I definitely share your views as far as the discarding of gum in a public place. It is complete and utter laziness and disrespect of others that some gum chewers insist on sticking their used wad in the obvious secret places with great regularity. Most of us are likely guilty of sticking it under a table or chair or I suppose tossing it on the ground. This does not make it any less disgusting. I am not a big fan of chewing gum in public to begin with and whether you choose to swallow it as this reader suggests or simply place it in its wrapper (good reason to save that wrapper too) or other scrap of paper and pitching in a litter bin, the choice is yours. Putting it on your own bedpost is an option I hadn't thought of, but why not!? Thanks for bringing up this sticking point. E.G.

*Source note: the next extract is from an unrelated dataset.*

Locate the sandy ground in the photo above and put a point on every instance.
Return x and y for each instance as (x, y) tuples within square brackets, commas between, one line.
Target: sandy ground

Having said how I feel on the subject, I am well aware of the many benefits of chewing gum. One is its aid as a digestif. Another is assisting people in clearing their ear drums when ascending or descending in an airplane. A third is to help relieve nervous tension. All three of these practical applications can be very private. One does not need to be walking down the street smacking gum and blowing bubbles. It's unacceptable behavior at any age. I have plenty of friends who use gum to help refresh their breath after a meal. I think that's great and can be accomplished in a minute or two quietly and privately.

If gum gets stuck in your hair, or the hair of your child's playmate during a sleepover, a pair of scissors is a quick fix and a remedy which will not soon be forgotten. I am told that lighter fluid or nail polish remover works wonders as well, especially when you are the lucky one to walk right on top of a nice fresh chunk which blended cleverly into the sidewalk where you happened to be walking. If anyone else has any thoughts on this subject, now is a good time to jump right in!

As to swallowing gum, I have never heard any horror stories, therefore I will go along with that approach as well. It reminds me of the story I was always told as a child about swallowing cherry pits. I was told a cherry tree would start to grow out my stomach if I swallow a pit. Imagine how long it took for me try that one on for size? Alas, no cherry tree. I am not a proponent of swallowing any foreign object, of which cherry pits would be one, but I do think that if you are in a jam, we can gulp down a bit of gum without any harm.

The act of chewing gum should remain a private activity. I know of no one who finds it a good look to either see or hear. If you find pleasure in blowing bubbles, find a pal and go off and have your bubble blowing contests in private. Yes, they are fun. We have all gone through that stage. Just watch out that the bubble doesn't burst all over your face and get into your hair. Your whole view of the joys of gum chewing could change in a heartbeat! When finished with gum, wrap it up and throw it away responsibly. You will even feel better than you can imagine with this simple act of sanitary respect.